Wood: Alder hardwood.
Alder is considered a soft hardwood, but has a medium-density, making it both lightweight and strong. It has properties like stiffness, shock resistance, and low bending strength. It has the highest hardwood lumber grade, with an impressive 83% clear face. It is very durable and therefore is a good choice for cabinet doors. The grain is straight, and the texture is uniform.
A relative of birch, alder is almost white when freshly cut, but quickly changes with exposure to air, becoming light brown with a yellow or reddish tinge. Even though alder can be considered by some to be bland with no real character, it can be impressive when stained and lacquered. Stain sinks readily into its open pores, and little stain is required to reflect a different character. The open pores of alder also lend to the easy application of lacquer coats. Lacquer penetrates alder fast and hardens inside the pores to provide a glassy coating.

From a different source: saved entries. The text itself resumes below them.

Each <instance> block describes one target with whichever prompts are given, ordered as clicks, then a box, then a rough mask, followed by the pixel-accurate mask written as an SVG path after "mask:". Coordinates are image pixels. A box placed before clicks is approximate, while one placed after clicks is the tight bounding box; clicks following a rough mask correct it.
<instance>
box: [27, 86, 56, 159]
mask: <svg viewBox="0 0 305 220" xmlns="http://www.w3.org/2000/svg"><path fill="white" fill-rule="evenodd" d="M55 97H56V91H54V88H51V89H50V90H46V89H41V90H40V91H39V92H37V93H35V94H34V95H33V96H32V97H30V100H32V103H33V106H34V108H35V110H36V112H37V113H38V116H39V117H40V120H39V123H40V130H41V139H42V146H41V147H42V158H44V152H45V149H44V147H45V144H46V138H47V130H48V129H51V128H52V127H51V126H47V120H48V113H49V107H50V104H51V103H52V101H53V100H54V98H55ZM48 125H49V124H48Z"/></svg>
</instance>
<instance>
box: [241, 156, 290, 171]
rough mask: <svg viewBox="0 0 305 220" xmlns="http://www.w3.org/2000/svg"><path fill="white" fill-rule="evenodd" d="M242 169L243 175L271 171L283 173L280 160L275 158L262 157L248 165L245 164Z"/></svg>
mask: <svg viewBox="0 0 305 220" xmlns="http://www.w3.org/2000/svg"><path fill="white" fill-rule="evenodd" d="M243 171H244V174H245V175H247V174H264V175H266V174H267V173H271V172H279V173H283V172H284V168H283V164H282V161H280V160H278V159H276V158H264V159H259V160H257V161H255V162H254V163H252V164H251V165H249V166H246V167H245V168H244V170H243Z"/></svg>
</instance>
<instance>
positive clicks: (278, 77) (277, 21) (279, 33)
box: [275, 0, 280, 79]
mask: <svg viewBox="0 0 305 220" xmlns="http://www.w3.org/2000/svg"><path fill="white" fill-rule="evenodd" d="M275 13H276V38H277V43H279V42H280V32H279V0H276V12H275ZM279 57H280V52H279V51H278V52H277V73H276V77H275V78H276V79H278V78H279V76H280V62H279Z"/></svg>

Alder trees grow exceptionally fast and quickly grow up to one meter (three feet) per year. In terms of sustainable forest management, forests that are dominated by Alder trees can be harvested more often through coppice forestry methods. Alder wood grows throughout most of the United States and is readily adaptable to most climatic regions in the country. Eight species of Alder are native to the United States. The ability to source high-quality hardwood lumber that can grow close to home is a great strategy to reduce the carbon footprint associated with the materials in your home.
Alder wood is a raw product of nature. The grain patterns, knots, and color variations give each piece a unique charm. We are unable to control the placement of knots, grain patterns, texture and the expansion and contraction of wood. Small seasonal splits are common.
Drawer Glides: Full-extension ball bearing drawer glides, 100# rating per pair.
Metal frames: Hand forged cast iron.